🤖 AI Summary
Large self-propelled boom sprayers operating at high speeds (30 km/h) and wide widths (38 m) in complex field conditions suffer from unquantified boom displacement, leading to poor pesticide application accuracy.
Method: This paper proposes a real-time boom motion monitoring method based on computer vision and multi-sensor fusion. We develop, for the first time, an agricultural-scenario-adapted YOLOv7/v8/v11 object detection and tracking system, integrated with inclinometer data to enable non-contact, high-precision estimation of vertical and lateral boom displacement.

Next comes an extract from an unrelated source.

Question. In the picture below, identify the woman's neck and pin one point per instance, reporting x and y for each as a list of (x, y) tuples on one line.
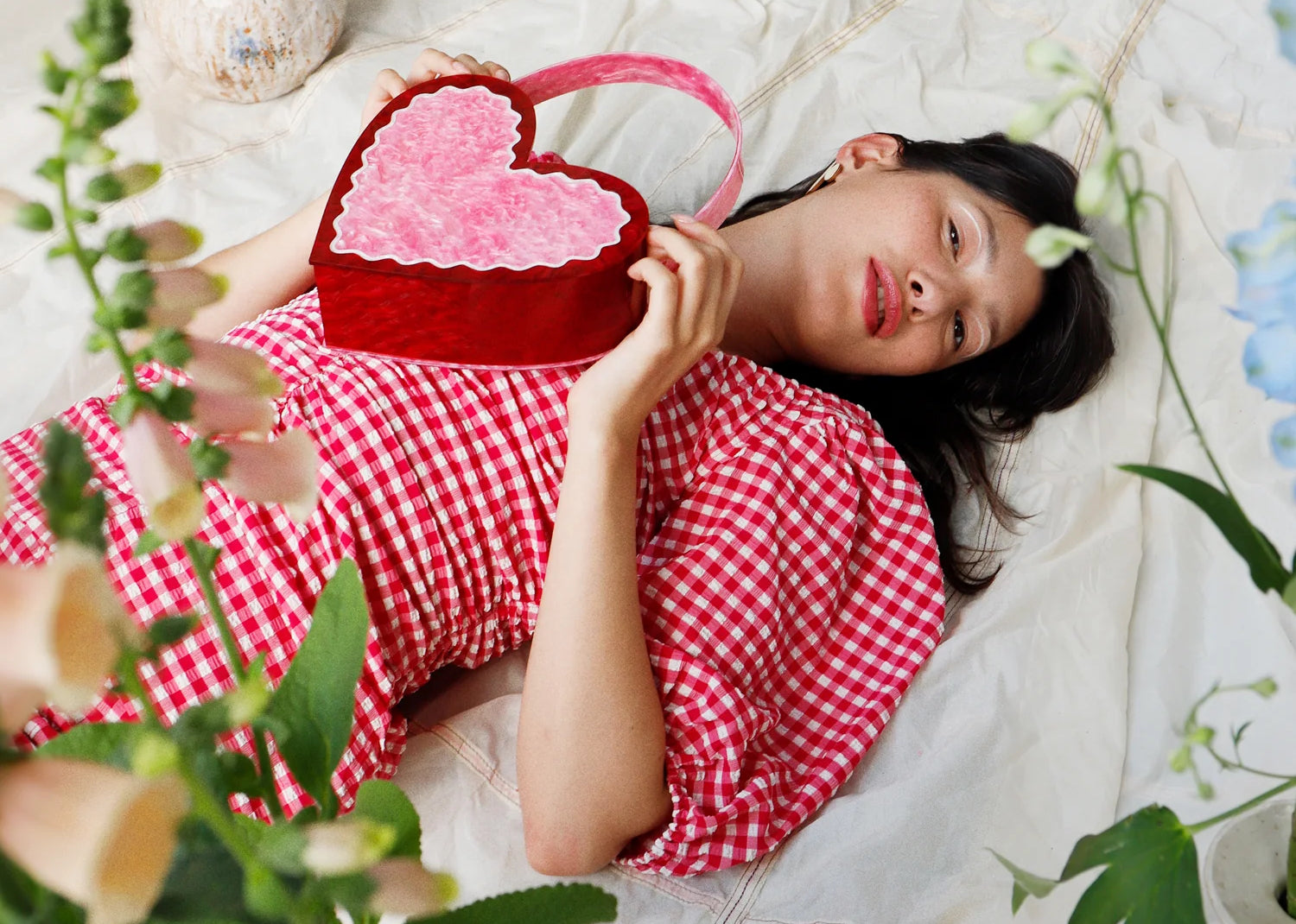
[(761, 321)]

Contribution/Results: The method achieves sub-centimeter accuracy (error < 0.026 m) and detection accuracy >90%, overcoming limitations of conventional physics-based modeling or contact-type measurement. It provides reliable, high-fidelity motion data to support boom structural optimization and responsive intelligent control system development. With strong generalizability and engineering feasibility, the approach demonstrates significant potential for practical deployment in precision agriculture.
📝 Abstract
Application rate errors when using self-propelled agricultural sprayers for agricultural production remain a concern. Among other factors, spray boom instability is one of the major contributors to application errors. Spray booms' width of 38m, combined with 30 kph driving speeds, varying terrain, and machine dynamics when maneuvering complex field boundaries, make controls of these booms very complex. However, there is no quantitative knowledge on the extent of boom movement to systematically develop a solution that might include boom designs and responsive boom control systems. Therefore, this study was conducted to develop an automated computer vision system to quantify the boom movement of various agricultural sprayers. A computer vision system was developed to track a target on the edge of the sprayer boom in real time. YOLO V7, V8, and V11 neural network models were trained to track the boom's movements in field operations to quantify effective displacement in the vertical and transverse directions. An inclinometer sensor was mounted on the boom to capture boom angles and validate the neural network model output. The results showed that the model could detect the target with more than 90 percent accuracy, and distance estimates of the target on the boom were within 0.026 m of the inclinometer sensor data. This system can quantify the boom movement on the current sprayer and potentially on any other sprayer with minor modifications. The data can be used to make design improvements to make sprayer booms more stable and achieve greater application accuracy.